The Vernon Wildlife Area is a 5,967 acre tract of protected land located in Waukesha County, Wisconsin, managed by the Wisconsin Department of Natural Resources (WDNR). The first parcel of land to be used for the Wildlife Area was leased in 1946 to function as a public hunting ground, focusing primarily on small game and various game birds. The Vernon Wildlife Area is one of ten state protected areas included in the Southern Kettle Moraine Region Planning Group, a WDNR classified area.

==Flora==
There are 14 prominent tree species in the wildlife area, including one species non-native to the region and Wisconsin in general (Norway maple). Native species include; shagbark hickory, black cherry, red maple, white ash, swamp ash, sugar maple, swamp birch, American basswood, eastern cottonwood, river birch, swamp white oak, silver maple, and American elm.

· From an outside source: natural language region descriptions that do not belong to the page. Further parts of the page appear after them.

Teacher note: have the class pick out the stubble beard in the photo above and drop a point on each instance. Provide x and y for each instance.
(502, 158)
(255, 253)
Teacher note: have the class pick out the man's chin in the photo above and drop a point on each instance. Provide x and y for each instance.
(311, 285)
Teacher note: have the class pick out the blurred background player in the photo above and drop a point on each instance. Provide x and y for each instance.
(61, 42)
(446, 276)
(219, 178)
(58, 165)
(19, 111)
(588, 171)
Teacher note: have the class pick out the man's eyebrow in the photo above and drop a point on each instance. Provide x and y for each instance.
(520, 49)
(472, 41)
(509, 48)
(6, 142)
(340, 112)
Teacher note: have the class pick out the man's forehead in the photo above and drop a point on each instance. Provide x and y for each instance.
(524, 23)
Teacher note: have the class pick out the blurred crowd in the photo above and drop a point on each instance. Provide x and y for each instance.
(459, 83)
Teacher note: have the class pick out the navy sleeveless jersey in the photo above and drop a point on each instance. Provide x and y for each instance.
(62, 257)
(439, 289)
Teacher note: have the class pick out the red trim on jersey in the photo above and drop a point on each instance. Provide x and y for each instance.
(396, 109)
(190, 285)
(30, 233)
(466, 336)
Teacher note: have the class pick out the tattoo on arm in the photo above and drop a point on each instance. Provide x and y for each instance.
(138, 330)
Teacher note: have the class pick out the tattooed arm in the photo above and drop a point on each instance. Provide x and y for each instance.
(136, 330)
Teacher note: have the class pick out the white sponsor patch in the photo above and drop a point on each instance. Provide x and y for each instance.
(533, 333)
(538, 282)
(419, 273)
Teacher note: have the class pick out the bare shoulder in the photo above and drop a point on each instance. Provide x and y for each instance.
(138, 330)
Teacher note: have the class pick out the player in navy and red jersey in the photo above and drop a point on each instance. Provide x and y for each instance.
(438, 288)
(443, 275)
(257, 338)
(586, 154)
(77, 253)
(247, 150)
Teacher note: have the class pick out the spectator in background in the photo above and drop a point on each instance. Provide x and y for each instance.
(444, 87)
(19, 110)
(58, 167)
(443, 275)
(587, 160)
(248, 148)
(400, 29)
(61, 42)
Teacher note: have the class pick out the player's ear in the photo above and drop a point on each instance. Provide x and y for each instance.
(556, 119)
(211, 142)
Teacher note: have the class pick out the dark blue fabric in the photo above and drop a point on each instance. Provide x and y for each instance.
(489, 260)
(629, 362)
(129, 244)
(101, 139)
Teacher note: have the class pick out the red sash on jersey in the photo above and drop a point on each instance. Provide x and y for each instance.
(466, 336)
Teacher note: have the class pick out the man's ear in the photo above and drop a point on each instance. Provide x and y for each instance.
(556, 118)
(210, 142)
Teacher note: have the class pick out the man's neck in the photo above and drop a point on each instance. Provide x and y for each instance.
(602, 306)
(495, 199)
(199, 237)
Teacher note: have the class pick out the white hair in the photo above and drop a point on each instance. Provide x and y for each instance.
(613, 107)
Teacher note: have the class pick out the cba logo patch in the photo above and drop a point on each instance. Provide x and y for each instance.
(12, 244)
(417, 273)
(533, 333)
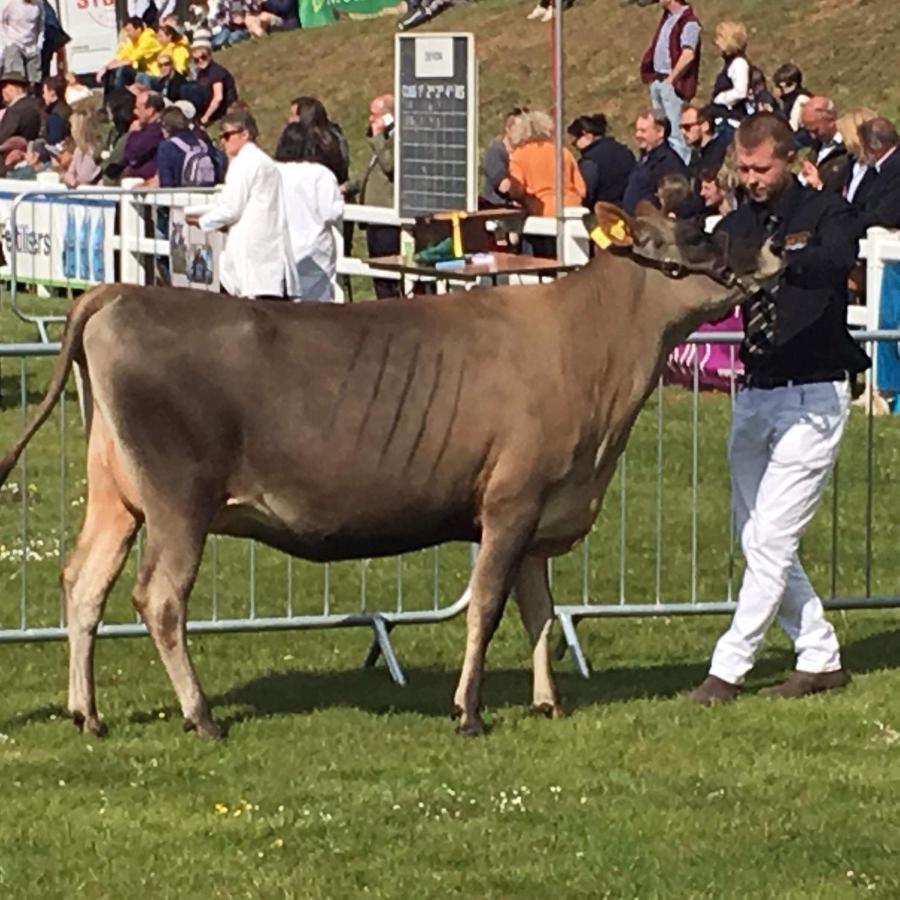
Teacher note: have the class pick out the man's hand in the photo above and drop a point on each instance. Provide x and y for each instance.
(811, 174)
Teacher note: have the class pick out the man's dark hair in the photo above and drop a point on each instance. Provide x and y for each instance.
(878, 134)
(754, 131)
(241, 120)
(154, 101)
(172, 120)
(787, 74)
(57, 84)
(595, 124)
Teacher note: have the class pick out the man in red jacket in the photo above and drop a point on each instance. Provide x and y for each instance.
(671, 66)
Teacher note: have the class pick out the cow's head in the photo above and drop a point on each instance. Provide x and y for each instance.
(680, 248)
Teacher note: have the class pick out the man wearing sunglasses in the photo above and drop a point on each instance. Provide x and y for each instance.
(257, 261)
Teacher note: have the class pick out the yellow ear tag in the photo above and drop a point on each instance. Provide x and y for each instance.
(618, 232)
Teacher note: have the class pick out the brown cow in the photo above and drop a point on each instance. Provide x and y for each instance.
(338, 432)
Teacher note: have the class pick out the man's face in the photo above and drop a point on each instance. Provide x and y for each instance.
(691, 128)
(819, 122)
(762, 172)
(647, 133)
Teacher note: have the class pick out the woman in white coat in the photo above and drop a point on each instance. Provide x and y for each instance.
(314, 207)
(257, 260)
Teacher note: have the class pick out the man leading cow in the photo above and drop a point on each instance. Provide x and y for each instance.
(790, 414)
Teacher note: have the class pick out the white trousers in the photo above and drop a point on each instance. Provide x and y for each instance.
(781, 451)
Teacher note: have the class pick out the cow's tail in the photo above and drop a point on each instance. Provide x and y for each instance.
(71, 348)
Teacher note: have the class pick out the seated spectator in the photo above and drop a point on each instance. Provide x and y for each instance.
(731, 92)
(56, 126)
(145, 137)
(829, 163)
(672, 192)
(84, 167)
(21, 37)
(532, 174)
(334, 149)
(605, 164)
(496, 164)
(37, 160)
(215, 82)
(651, 133)
(708, 150)
(175, 45)
(184, 159)
(860, 175)
(21, 119)
(119, 109)
(880, 148)
(788, 81)
(137, 53)
(314, 207)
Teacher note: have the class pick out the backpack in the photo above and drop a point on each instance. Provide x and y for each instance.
(198, 168)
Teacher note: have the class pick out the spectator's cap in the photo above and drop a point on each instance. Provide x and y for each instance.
(14, 76)
(188, 108)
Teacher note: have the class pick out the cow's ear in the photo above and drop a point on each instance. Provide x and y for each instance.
(612, 227)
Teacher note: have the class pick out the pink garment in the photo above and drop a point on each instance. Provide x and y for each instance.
(719, 365)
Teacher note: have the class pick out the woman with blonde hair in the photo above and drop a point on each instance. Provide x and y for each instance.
(84, 124)
(731, 91)
(532, 172)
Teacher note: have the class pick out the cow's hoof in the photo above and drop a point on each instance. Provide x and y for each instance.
(88, 724)
(473, 727)
(206, 728)
(548, 711)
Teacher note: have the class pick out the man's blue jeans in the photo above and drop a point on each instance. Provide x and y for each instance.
(664, 99)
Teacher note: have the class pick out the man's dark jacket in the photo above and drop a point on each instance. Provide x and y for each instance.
(605, 166)
(818, 232)
(645, 176)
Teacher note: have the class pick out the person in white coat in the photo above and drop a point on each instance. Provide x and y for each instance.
(314, 206)
(257, 260)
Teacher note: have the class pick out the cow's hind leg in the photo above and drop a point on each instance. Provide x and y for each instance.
(88, 575)
(505, 533)
(166, 577)
(532, 593)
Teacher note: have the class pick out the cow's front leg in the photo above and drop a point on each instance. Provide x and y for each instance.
(498, 559)
(532, 593)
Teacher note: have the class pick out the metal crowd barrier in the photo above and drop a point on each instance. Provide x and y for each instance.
(649, 527)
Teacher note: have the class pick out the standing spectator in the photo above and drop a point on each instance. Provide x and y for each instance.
(145, 137)
(605, 164)
(708, 150)
(314, 207)
(790, 414)
(257, 260)
(788, 81)
(334, 150)
(84, 168)
(671, 66)
(657, 159)
(21, 36)
(829, 161)
(21, 120)
(137, 53)
(731, 92)
(216, 84)
(378, 188)
(880, 147)
(53, 92)
(532, 174)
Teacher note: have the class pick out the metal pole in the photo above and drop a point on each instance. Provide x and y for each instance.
(558, 124)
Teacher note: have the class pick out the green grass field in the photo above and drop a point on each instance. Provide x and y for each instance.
(334, 782)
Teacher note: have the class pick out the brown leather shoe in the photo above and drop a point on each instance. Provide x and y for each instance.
(801, 684)
(714, 692)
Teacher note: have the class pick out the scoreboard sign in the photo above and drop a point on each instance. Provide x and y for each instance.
(436, 136)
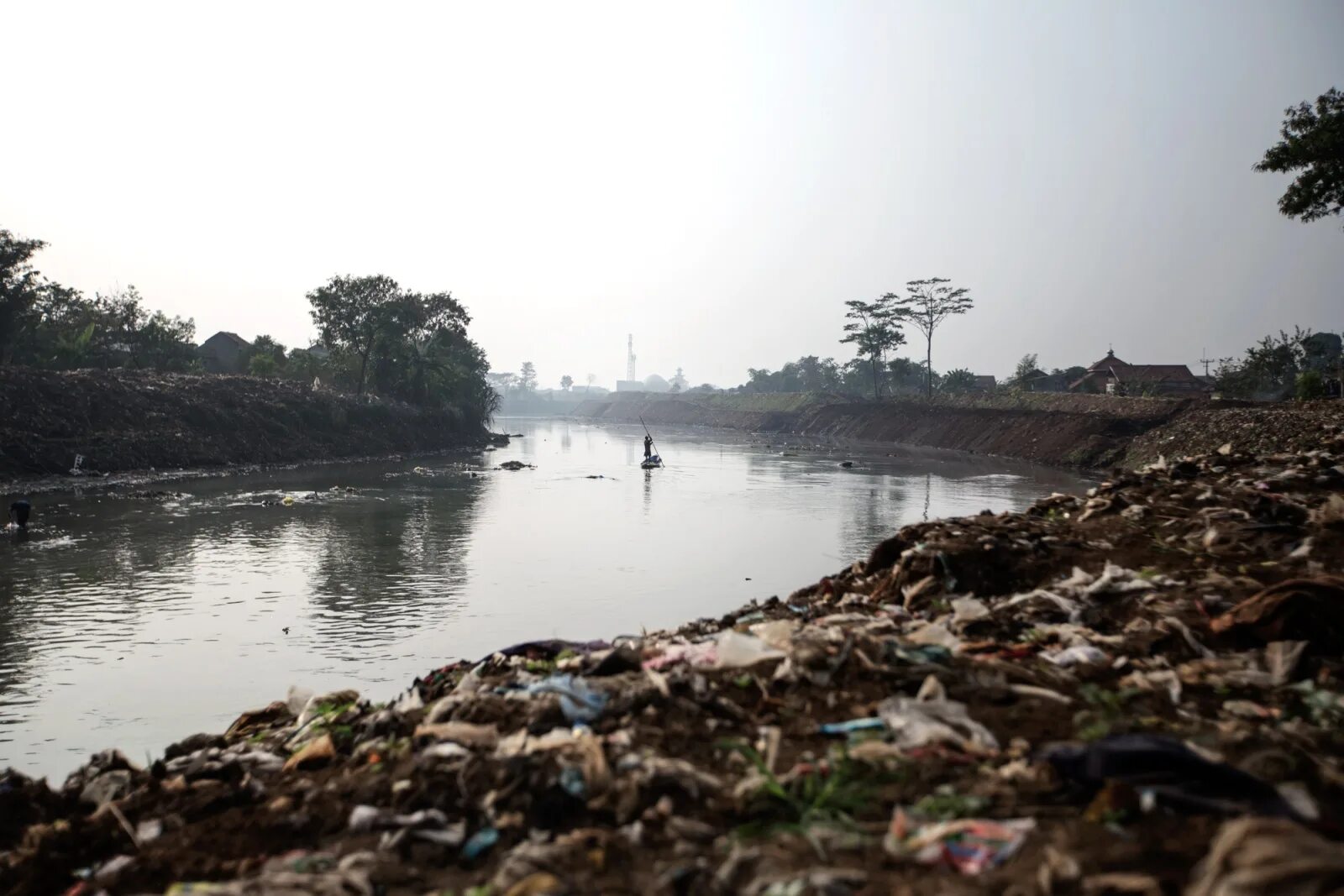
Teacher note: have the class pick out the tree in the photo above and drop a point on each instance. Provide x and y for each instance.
(1026, 371)
(528, 378)
(958, 380)
(874, 332)
(351, 312)
(906, 375)
(266, 358)
(1312, 144)
(1268, 371)
(927, 305)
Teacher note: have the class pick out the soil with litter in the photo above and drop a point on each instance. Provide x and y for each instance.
(1133, 691)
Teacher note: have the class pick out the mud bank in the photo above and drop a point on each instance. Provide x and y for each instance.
(1059, 430)
(138, 421)
(1089, 432)
(1133, 691)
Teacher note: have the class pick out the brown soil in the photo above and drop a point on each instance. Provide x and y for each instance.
(139, 421)
(1089, 432)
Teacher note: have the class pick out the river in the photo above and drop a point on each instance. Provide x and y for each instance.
(132, 622)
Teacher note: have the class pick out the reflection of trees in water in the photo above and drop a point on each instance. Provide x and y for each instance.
(98, 579)
(874, 515)
(393, 564)
(15, 644)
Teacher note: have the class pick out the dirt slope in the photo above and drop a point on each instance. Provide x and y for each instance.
(132, 421)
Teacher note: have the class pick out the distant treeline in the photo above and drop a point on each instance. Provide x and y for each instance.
(375, 336)
(813, 374)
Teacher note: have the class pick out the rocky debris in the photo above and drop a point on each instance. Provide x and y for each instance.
(1131, 691)
(1238, 426)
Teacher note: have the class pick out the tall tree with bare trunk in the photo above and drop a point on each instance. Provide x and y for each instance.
(927, 304)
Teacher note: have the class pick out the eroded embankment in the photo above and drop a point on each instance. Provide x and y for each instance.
(136, 421)
(1062, 430)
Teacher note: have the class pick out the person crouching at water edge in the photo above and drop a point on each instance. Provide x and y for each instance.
(19, 512)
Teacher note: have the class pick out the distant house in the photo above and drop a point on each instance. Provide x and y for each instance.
(1115, 376)
(223, 352)
(1043, 382)
(1323, 352)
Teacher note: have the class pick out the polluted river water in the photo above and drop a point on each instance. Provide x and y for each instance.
(134, 620)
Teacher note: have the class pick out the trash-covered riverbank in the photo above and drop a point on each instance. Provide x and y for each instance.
(1133, 691)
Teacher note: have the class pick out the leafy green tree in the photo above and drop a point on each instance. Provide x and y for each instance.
(306, 365)
(874, 332)
(1312, 144)
(266, 358)
(351, 312)
(927, 304)
(528, 378)
(20, 289)
(1310, 385)
(958, 380)
(1027, 369)
(1269, 369)
(906, 375)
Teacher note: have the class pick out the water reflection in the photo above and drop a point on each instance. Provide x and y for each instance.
(136, 622)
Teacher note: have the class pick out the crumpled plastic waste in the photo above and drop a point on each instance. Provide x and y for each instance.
(1294, 610)
(1253, 856)
(1079, 654)
(971, 846)
(578, 700)
(429, 825)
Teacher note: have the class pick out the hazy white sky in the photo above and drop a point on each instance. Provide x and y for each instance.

Besides species of trees, there are seven major types of brush that may be found in the wildlife area, including buckthorn, honeysuckle, dogwoods, canary grass, reed grass, garlic mustard, and narrowleaf cattail.

==Land cover==
While the overall boundary of the area is measured at 5,967 acre, only 4,330 acre are actually managed by the WDNR. An acquisition goal of 4,934 acre to be managed has been set by the WDNR.

Cover type acreage
| Cover type | Acres | Percent cover |
|---|---|---|
| Agriculture | 130 | 3% |
| Aspen | 215 | 5% |
| Bottomland hardwood | 75 | 2% |
| Conifer plantation | 10 | <1% |
| Developed | 15 | <1% |
| Grassland | 150 | 4% |
| Lowland shrub | 550 | 13% |
| Marsh/emergent wetland | 2,310 | 53% |
| Non-forested wetlands | 215 | 5% |
| Northern hardwoods | 100 | 2% |
| Oak | 185 | 4% |
| Oak savanna | 50 | 1% |
| Prairie | 10 | <1% |
| Swamp conifers | 20 | <1% |
| Upland shrub | 45 | <1% |
| Water | 250 | 6% |
| Total acreage | 4,330 | 100% |

==Vernon Fen==
The Vernon Fen is a Calcareous Fen located within the boundaries of the greater Wildlife Area. The Fen has an area of 13 acre and is a Native Community objective. The Fen features peat soil and sloping hills, complete with multiple types of sedges. The Fen is home to multiple small springs that feed into the Fox River. The Fen is characterized by beak-rush and short-headed rush (Juncus brachycephalus).

==Recreation==
The Vernon Wildlife Area was founded with the intent to create public hunting grounds in Waukesha, and as such the WDNR has made keeping game populations steady a focal point of their preservation efforts. Opportunities for hunting and trapping of mourning doves, deer, ring-necked pheasant, and turkey are available.

Fishing is also a popular activity according to the WDNR, with the Mill Brook (a passively managed Class 2 trout stream classed as an Exceptional Resource Water by the WDNR) being a key access point for trout fishing.